Drs. Laura O'Neill (GW MD and GSEHD Master Teacher Leadership), Priti Bhansali (GW MD and GSEHD Master Teacher Leadership), and Ellen Goldman published, “'Can you help me think this through?' How pediatric hospitalists learn from informal peer consultation," in the Journal of Hospital Medicine. The article describes Dr. O'Neill's master's research study framed by Kolb's Experiential Learning Theory of Growth and Development.
Per the abstract:
Informal peer consultation (IPC), also called curbside consultation, is a common practice in medicine. Research has shown that physicians use IPC but how this learning occurs during the process has not been studied. This basic qualitative study describes how pediatric hospitalists learn during IPC, framed by Kolb's (2015) Experiential Learning Theory of Growth and Development. Eleven pediatric hospitalists were interviewed. De-identified transcripts were coded for key themes using inductive methods. The main prompt for informal peer consultation was the perception of uncertainty.
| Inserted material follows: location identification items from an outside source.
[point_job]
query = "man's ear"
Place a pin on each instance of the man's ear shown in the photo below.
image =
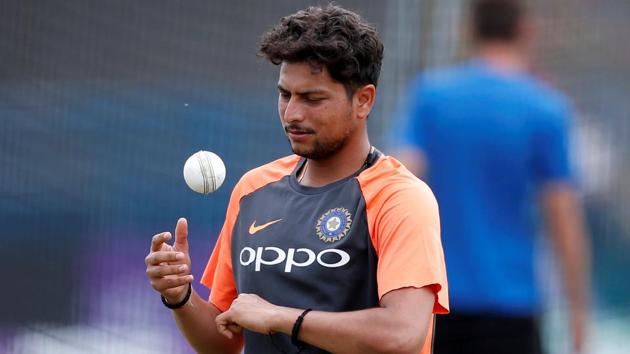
(363, 100)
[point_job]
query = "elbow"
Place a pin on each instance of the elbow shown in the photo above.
(403, 342)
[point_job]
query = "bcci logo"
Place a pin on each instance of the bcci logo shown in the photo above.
(333, 225)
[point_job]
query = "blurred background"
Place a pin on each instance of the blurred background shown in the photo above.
(101, 102)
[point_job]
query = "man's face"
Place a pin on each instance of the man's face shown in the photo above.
(315, 111)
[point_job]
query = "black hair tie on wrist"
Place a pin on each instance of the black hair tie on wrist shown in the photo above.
(181, 303)
(296, 329)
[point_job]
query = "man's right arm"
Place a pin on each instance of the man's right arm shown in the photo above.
(196, 321)
(168, 270)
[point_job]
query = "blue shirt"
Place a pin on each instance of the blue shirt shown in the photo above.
(491, 140)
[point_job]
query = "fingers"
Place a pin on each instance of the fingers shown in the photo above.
(225, 326)
(181, 235)
(155, 258)
(165, 283)
(158, 240)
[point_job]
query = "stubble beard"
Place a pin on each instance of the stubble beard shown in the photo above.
(324, 149)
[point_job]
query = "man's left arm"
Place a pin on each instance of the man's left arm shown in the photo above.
(563, 214)
(399, 325)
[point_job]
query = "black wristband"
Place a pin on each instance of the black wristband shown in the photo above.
(296, 329)
(181, 303)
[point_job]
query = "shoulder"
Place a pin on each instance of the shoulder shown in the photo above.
(548, 99)
(263, 175)
(443, 79)
(389, 183)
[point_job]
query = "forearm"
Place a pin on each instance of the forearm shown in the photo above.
(373, 330)
(566, 226)
(196, 322)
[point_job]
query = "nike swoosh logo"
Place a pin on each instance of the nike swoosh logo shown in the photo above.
(254, 229)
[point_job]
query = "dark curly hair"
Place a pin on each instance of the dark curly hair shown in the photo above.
(497, 20)
(333, 37)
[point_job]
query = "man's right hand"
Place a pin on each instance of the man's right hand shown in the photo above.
(168, 267)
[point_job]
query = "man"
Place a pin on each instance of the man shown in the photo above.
(491, 140)
(338, 228)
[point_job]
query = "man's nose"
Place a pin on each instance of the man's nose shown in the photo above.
(294, 111)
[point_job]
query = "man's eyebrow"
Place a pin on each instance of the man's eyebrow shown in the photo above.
(303, 93)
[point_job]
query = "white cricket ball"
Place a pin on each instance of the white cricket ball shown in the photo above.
(204, 172)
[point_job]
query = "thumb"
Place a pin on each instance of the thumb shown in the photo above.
(181, 235)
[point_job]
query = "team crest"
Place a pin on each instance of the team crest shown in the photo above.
(333, 225)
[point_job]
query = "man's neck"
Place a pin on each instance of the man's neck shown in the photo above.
(505, 58)
(342, 164)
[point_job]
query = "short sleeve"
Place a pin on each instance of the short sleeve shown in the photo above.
(218, 275)
(404, 227)
(551, 160)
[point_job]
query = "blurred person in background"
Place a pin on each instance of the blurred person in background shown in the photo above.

Three themes describe the learning process: “Eliciting Perspectives,” “Thinking Aloud Together,” and “Experiencing Validation. A fourth theme, “Acknowledging Value,” described the importance of IPC for modeling how to manage uncertainty with patients' caregivers and medical trainees. By describing the learning process, the results have implications for physicians who engage in IPC and may inform faculty-level professional development initiatives to improve the IPC process.